I crown and miter you over yourself.”

— Dante, Purgatorio, Canto 27.133-42


Let me begin by registering my appreciation to Dr. Pennington for putting together this very fine text. I’m grateful to be a part of this conversation and for the opportunity to read his excellent book. My task is to examine and evaluate the book from the specific vantage point of theological ethics. I hope to do this in two parts. In part one, I want to think about the overall framework of Pennington’s book and consider flourishing as a primary category for theological ethics. What is gained in this? What might be a lost? And in part two I hope to respond to what I perceive to be a felt need within the text for a more integrated model of discipleship and application of these insights.

To forestall any possible confusion, let me say from the outset that I am on the whole convinced by Pennington’s approach in this book. I would like to see his reading of the Sermon become more influential and provide direction to future scholars, pastors, and the larger church.I would like to see his reading of the Sermon become more influential and provide direction to future scholars, pastors, and the larger church. Regarding what is lost, if we take on Pennington’s approach to the Sermon, we will perhaps lose a naïve confidence that we understand the sermon as a litmus test to be taken simply and evaluated simply. That, I believe, would be a good thing. On the question of what we might gain, I want to begin with his use of the images of a mosaic and a mountain.
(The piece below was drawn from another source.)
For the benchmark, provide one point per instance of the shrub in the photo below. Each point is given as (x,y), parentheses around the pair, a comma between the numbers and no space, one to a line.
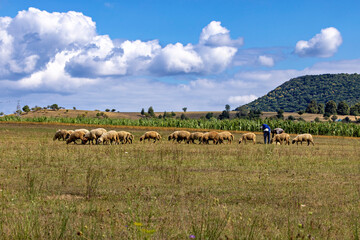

Theological ethics can benefit greatly from Pennington’s reading of the Sermon. In particular, we gain a framework for theological ethics based on “a Christo-centric, flourishing-oriented, kingdom-awaiting, eschatological wisdom-exhortation” in the Sermon (xxxv). In short, theological ethics can define the Christian life as “flourishing through wholeness” in Christ. This framework is based on the potential paradigm-shifting observation that, “Jesus’ macarisms are grace-based, wisdom invitations to human flourishing in God’s coming kingdom” (145). To understand the implications of this paradigm shift, however, we must return to the integrative images provided to us by the author: a mosaic and a mountain. These images are, no doubt, carefully selected by Pennington for great effect and in response to what he perceives in the Gospel writer’s own artistry. “He [Matthew] is an artist and a theologian, a theological artist and an artistic theologian” (90). First, let us consider the mosaic.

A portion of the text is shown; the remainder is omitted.